NIV Congres

Background The superior long-term survival of kidneys from living donors (LD) compared to brain death (BD) or non heart beating (NHB) donors is now well established. The pathophysiology that leads to organ damage following BD is relatively well established. In contrast, experimental studies on the changes that occur in organs are sparse.The aim of this study therefore was to compare expression levels of genes indicative of inflammation, cytoprotection and injury at the time of explantation, after clinically relevant cold ischemia times and over a time-course during cold storage.

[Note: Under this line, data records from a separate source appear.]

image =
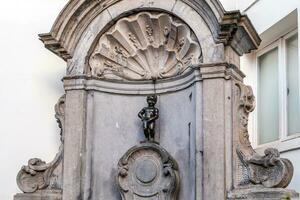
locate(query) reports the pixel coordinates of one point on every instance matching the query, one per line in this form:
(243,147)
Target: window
(293,100)
(268,107)
(278,90)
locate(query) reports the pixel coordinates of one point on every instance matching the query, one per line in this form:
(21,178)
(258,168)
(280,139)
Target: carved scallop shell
(145,46)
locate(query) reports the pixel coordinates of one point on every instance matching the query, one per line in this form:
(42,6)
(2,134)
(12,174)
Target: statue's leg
(152,131)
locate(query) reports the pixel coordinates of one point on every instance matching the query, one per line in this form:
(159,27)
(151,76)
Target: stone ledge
(40,195)
(261,193)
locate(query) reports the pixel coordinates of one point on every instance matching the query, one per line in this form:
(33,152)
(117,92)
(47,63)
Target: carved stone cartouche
(39,175)
(269,170)
(145,46)
(148,171)
(148,115)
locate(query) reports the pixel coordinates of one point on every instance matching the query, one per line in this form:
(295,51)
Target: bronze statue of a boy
(148,115)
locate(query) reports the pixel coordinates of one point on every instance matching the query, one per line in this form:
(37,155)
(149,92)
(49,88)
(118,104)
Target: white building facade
(274,74)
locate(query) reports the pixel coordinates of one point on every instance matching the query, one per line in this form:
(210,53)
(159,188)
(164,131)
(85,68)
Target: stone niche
(187,53)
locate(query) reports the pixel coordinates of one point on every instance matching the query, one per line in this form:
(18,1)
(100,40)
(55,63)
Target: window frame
(285,142)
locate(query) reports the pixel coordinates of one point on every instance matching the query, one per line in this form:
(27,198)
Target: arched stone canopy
(79,18)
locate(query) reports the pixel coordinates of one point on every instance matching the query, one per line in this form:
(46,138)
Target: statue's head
(151,100)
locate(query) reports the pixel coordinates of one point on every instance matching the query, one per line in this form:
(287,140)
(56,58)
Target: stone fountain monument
(189,141)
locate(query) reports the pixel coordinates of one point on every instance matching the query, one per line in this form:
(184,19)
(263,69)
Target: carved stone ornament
(145,46)
(268,170)
(148,171)
(39,175)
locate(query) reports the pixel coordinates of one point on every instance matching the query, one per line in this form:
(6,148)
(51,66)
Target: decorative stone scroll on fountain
(148,171)
(258,177)
(39,179)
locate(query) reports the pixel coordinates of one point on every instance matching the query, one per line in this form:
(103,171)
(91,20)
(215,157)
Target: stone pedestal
(187,53)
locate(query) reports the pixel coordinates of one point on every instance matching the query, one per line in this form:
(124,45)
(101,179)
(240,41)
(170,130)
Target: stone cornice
(230,28)
(199,73)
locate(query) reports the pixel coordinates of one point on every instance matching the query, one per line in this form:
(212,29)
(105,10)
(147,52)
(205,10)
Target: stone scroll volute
(268,170)
(39,175)
(144,46)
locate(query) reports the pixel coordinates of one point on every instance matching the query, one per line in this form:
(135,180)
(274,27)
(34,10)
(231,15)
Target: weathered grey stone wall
(113,127)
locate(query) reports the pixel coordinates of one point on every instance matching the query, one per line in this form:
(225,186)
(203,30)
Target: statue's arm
(141,113)
(156,115)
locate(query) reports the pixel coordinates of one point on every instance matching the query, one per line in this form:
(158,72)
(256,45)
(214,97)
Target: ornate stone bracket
(148,171)
(39,175)
(268,170)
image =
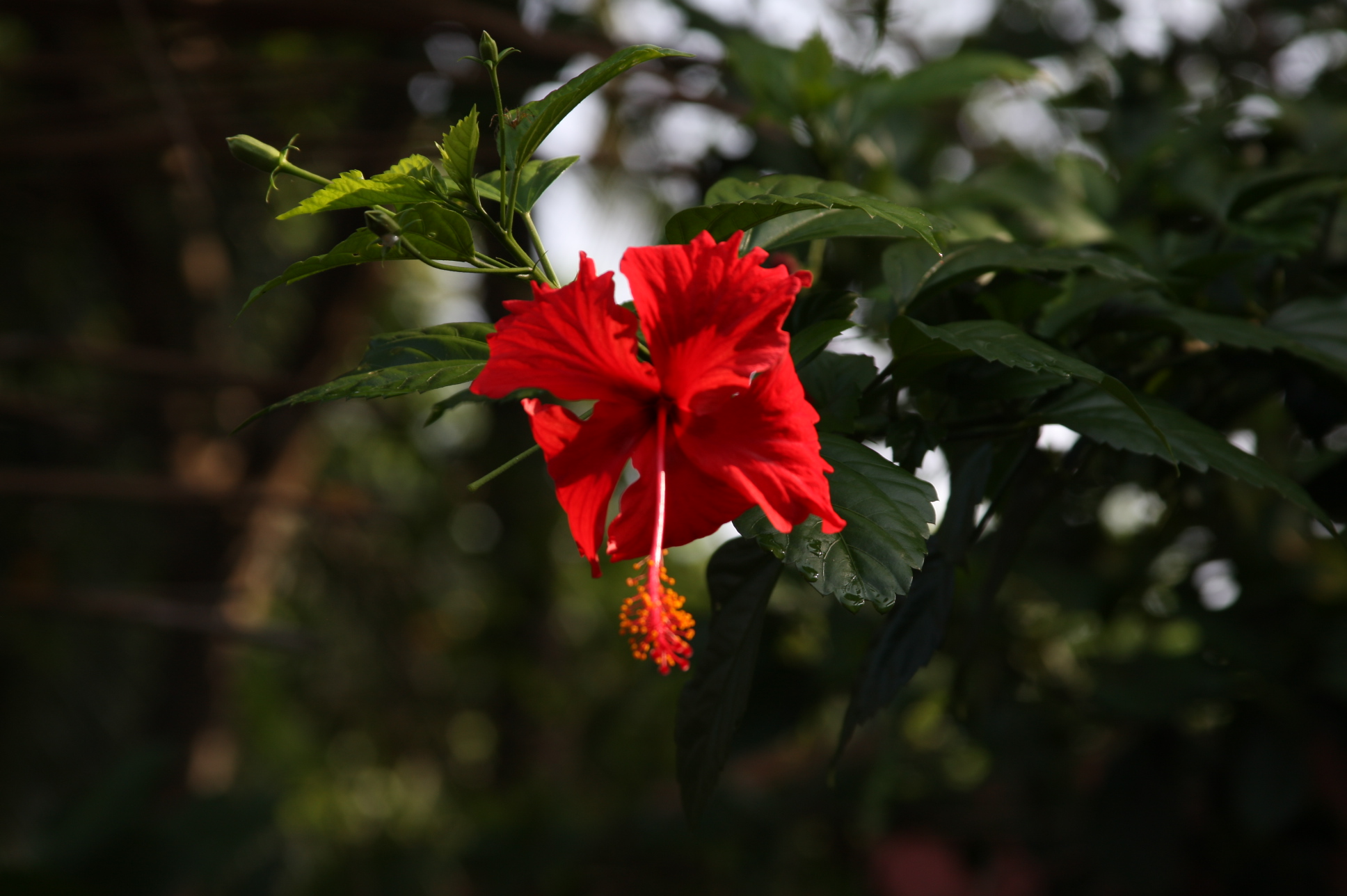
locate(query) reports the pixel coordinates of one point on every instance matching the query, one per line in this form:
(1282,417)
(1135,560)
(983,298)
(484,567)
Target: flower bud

Material and methods Male Brown Norway rats were randomly assigned to a LD, BD or NHB group (n=7/group). LD rats, control group, were mechanically ventilated after 1 hour nephrectomy was performed. In the BD a frontolateral trepanation was made and a balloon catheter was introduced and inflated which led to BD. After 6 hours both kidneys were removed. In the NHB group cardiac arrest was induced by isoflurane overdose. The NHB period lasted 20 minutes before starting with retrieval of NHB donor kidneys. After explantation kidneys of all groups were flushed and stored (4°C) in UW solution. At 0, 2, 4, 6, 12, 18 and 24 hours they were collected and snap frozen in liquid nitrogen.

Results At explantation,mRNA levels of the inflammatory genes IL-1β, IL-6, TNF-α, MCP-1, TLR4, P-selectin and E-selectin were massively upregulated in kidneys from BD compared to LD. IL-1β, IL-6, P-selectin and E-selectin were, to a lesser extend, increased in NHB donors. HMGB1 showed no significant difference. This inflammation resulted in significant injury of the kidney, as shown by the 319-fold increase of the kidney injury marker Kim-1 in BD as compared to only 5.3-fold in NHB. The cytoprotective gene HO-1 and cell cycle control gene p21were strongly increased in BD. During an 18 hour cold storage period HO-1, HIF-1α, Bcl-2, Bax, VEGF, TLR4 and HMGB1 were analysed. At the end of the cold storage period gene expression levels reflected those at the time of explantation.

Conclusion Following BD a massive up-regulation of inflammatory, injury and cytoprotective genes in kidneys is present at the time of graft explantation. These expression levels do not change during cold preservation. In contrast, kidneys from NHB donors show only mild inflammation and injury. These results may explain why delayed graft function in NHB kidneys has not the deleterious effect on graft survival as it has in BD donors.